C'est une histoire de luttes populaires, de reves et d'ideaux qui ont marque la realite europeenne et occidentale pendant pres d'un siècle. Des bombes de la Bande a Bonnot jusqu'a l'apres Mai 68, en passant par la revolution russe d'Octobre, la guerre civile espagnole, les emprisonnements et deportations de la deuxieme guerre mondiale, et les efforts pour publier une presse libertaire tout le long du siècle.
C'est la memoire de gens qui ont lutte pour une meilleure societe et qui ont ete vaincus par l'histoire. Vaincus? Ceux qui luttent, qui n'arretent pas de lutter, peuvent-ils etre jamais vaincus? Pas vraiment, ils renaissent a chaque fois de leurs cendres, comme le phenix. Et ces vaincus continuent peut-etre leur lutte par l'entremise du livre de Ragon: la lutte pour une memoire non diabolisee. La memoire de societes revees, de revolutions qui ne purent jamais etre menees a terme mais a chaque tentative conquerant de nouveaux esprits, de nouveaux lutteurs.
Autour de ce Fred Barthelemy fictif Ragon fait vivre nombre de personnages historiques reels. Des libertaires francais oublies comme Paul Delessalle, Rene Valet,
Louis Lecoin (je les cite pour que leurs noms soient ecrits encore une fois, ils meritent bien ca) et des figures comme
Lenine, Trotsky,
Victor Serge, la feministe avant l'heure que fut
Alexandra Kollontai, le meneur de paysans ukrainiens Makhno ou l'espagnol Durruti. Il raconte l'acharnement des communistes contre les libertaires, acharnement que nous comprenons aujourdh'ui quand nous savons que ce qui se targait d'etre une dictature du proletariat n'etait que la dictature d'un parti.
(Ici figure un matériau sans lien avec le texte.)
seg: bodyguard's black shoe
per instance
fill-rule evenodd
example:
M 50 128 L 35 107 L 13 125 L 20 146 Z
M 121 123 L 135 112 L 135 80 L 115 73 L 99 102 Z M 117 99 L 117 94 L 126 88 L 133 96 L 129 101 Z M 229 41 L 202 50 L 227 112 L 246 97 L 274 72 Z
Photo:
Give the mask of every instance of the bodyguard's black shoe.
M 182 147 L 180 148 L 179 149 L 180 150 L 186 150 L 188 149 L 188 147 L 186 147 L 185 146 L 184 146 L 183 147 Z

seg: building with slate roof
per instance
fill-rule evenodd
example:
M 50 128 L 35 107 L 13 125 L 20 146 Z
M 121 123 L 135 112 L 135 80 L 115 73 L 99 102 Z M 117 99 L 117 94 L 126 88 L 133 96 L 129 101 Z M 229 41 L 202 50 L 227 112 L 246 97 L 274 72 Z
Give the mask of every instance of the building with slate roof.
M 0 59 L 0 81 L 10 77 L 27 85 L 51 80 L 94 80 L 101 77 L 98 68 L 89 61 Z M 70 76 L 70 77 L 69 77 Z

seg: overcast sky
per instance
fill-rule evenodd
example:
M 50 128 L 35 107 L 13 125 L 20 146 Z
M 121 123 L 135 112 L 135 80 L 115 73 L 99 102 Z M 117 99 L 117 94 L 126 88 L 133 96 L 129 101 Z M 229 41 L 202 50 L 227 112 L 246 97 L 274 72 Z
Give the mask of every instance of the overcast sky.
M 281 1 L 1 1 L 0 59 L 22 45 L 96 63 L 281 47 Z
Ragon a ecrit un beau livre. Je me repete: il a reussi a me faire partager son empathie pour son (en fait ses) heros. Dans cet etat d'esprit je clos ce billet avec des mots de
Leo Ferre:
Les anarchistes
Ils ont un drapeau noir
En berne sur l'espoir
Et la melancolie
Pour trainer dans la vie
Des couteaux pour trancher
Le pain de l'Amitie
Et des armes rouillees
Pour ne pas oublier
Qu'y'en a pas un sur cent et qu' pourtant ils existent
Et qu'ils se tiennent bien bras dessus bras dessous
Joyeux et c'est pour ça qu'ils sont toujours debout.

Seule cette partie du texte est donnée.